Jack’s Wednesday post is on time for a change –
I suppose everyone, when they reach my advanced age, looks back and is surprised (even amazed) at where their life has taken them.
Here I am in southern Appalachia, in the midst of a glorious and so important region in the history of American traditional music.
When I first got interested in folk music when I was in my late teens and early twenties back in Scotland, I was singing mostly American songs and it wasn’t until a few years later that I discovered my Scottish musical roots.
But I never imagined in my wildest dreams that I would end up living here, where many of the songs I was singing back then originated.
Yesterday was pretty crazy in many ways. It was election day here and I was standing for county supervisor (regional councillor in Scotland) and then it finished with Wendy and I performing at the Birthplace of Country Music Museum in Bristol Tennessee. Of course, I was roundly defeated in the election, but that gig – – –
I actually thought that appearing on a CD along with Pete Seeger, Doc Watson and Dolly Parton might be the highlight of my musical journey, but perhaps last night might just equal that.

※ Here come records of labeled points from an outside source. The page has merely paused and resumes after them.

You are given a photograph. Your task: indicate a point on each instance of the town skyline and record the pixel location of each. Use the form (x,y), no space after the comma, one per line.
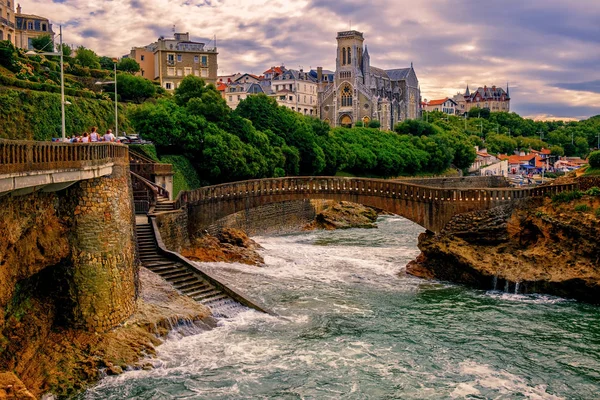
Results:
(547,51)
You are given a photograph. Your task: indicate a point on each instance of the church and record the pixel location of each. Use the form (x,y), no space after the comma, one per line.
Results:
(360,92)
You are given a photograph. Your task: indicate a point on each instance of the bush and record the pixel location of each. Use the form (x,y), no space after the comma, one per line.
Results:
(594,159)
(565,197)
(593,191)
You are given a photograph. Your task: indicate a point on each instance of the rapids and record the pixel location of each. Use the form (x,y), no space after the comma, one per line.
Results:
(351,325)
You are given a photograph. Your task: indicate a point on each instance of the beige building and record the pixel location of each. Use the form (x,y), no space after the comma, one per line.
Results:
(238,91)
(296,90)
(175,58)
(29,27)
(364,93)
(7,21)
(493,98)
(145,57)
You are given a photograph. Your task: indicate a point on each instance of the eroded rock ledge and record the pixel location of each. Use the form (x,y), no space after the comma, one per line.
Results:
(532,247)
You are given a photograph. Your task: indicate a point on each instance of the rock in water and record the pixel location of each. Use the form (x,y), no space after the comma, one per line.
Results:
(230,245)
(344,215)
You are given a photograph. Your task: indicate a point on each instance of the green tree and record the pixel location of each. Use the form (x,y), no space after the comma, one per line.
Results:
(43,43)
(106,63)
(128,65)
(191,86)
(135,88)
(86,58)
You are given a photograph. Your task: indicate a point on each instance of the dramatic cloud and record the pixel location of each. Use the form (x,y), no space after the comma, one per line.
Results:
(531,44)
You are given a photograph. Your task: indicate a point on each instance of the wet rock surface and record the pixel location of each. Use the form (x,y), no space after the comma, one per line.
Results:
(49,358)
(229,245)
(344,215)
(533,247)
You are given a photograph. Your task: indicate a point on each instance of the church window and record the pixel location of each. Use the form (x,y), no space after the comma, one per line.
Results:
(347,96)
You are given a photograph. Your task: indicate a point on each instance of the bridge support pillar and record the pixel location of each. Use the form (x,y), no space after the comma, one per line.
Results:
(103,279)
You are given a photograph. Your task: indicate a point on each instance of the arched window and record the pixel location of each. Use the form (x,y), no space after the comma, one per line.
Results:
(347,96)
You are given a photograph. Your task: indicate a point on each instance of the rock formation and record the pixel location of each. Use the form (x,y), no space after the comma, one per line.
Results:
(342,215)
(229,245)
(537,246)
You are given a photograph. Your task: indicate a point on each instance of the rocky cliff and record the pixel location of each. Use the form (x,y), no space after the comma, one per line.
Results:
(536,246)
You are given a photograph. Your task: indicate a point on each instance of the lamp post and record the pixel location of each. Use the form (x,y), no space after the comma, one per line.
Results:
(62,81)
(116,103)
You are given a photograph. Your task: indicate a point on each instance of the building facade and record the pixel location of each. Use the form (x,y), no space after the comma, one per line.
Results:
(175,58)
(446,105)
(145,57)
(296,90)
(364,93)
(493,98)
(29,27)
(7,21)
(238,91)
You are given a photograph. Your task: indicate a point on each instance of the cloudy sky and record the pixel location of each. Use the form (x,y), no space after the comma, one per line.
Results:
(547,50)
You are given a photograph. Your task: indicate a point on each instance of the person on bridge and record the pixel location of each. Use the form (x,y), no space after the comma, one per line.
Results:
(94,137)
(109,137)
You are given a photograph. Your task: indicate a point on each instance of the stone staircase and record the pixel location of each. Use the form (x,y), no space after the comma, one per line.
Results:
(164,204)
(183,277)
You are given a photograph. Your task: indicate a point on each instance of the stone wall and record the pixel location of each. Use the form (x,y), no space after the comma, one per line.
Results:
(173,228)
(86,232)
(468,182)
(104,276)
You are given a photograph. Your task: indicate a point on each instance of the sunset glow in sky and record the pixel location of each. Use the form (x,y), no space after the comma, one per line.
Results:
(547,50)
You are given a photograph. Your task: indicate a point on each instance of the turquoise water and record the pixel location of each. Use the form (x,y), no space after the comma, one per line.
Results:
(352,326)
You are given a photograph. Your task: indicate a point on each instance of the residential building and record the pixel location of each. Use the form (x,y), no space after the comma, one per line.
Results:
(488,164)
(297,90)
(445,105)
(361,92)
(7,21)
(177,57)
(238,91)
(29,27)
(145,57)
(493,98)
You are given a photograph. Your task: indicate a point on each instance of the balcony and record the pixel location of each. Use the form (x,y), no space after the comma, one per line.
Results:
(6,22)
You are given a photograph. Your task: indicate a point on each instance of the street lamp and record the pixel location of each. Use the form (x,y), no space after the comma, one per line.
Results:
(62,81)
(116,109)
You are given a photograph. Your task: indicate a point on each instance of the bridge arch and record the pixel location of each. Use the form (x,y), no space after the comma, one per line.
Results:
(431,208)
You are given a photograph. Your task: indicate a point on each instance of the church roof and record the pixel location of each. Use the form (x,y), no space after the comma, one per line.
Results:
(379,72)
(398,74)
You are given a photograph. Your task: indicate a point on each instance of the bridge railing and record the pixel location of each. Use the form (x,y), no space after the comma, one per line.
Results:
(25,156)
(361,186)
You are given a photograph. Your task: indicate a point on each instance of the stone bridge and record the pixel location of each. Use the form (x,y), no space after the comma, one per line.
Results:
(431,208)
(27,166)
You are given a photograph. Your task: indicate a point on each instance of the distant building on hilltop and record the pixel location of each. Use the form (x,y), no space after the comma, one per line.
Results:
(493,98)
(170,60)
(446,105)
(7,22)
(29,27)
(364,93)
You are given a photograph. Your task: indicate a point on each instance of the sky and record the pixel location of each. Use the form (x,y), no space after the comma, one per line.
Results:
(548,51)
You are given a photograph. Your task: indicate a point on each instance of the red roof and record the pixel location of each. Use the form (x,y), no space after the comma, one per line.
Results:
(437,102)
(277,70)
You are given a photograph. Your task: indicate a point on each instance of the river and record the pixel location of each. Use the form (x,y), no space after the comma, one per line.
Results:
(351,325)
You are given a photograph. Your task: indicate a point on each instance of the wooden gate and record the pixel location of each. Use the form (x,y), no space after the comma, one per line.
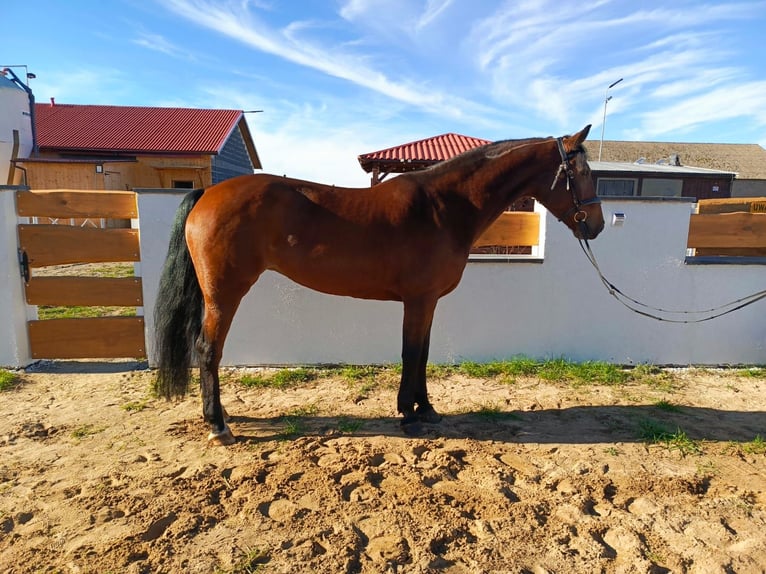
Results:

The concert was well attended by a very enthusiastic crowd and I got to sing The Carter Family’s song ‘The Storms are on the Ocean’ which was recorded close by in 1927 and has fascinated me for years, not least because it contains two verses straight from an ancient Scottish ballad and another that has a strong similarity to one by Robert Burns in ‘Red, Red Rose’.
But, really – the idea of a guy from Dunfermline playing that venue – whodathunkit!!
Wendy and I were very worried beforehand how the audience would react to a program of Scottish songs and ballads, particularly as the promoters were a local arts organization more usually concerned with chamber music, opera and the like. But, we needn’t have been concerned – they were engaged and enthusiastic from start to finish and (not surprisingly) the sound system was really excellent.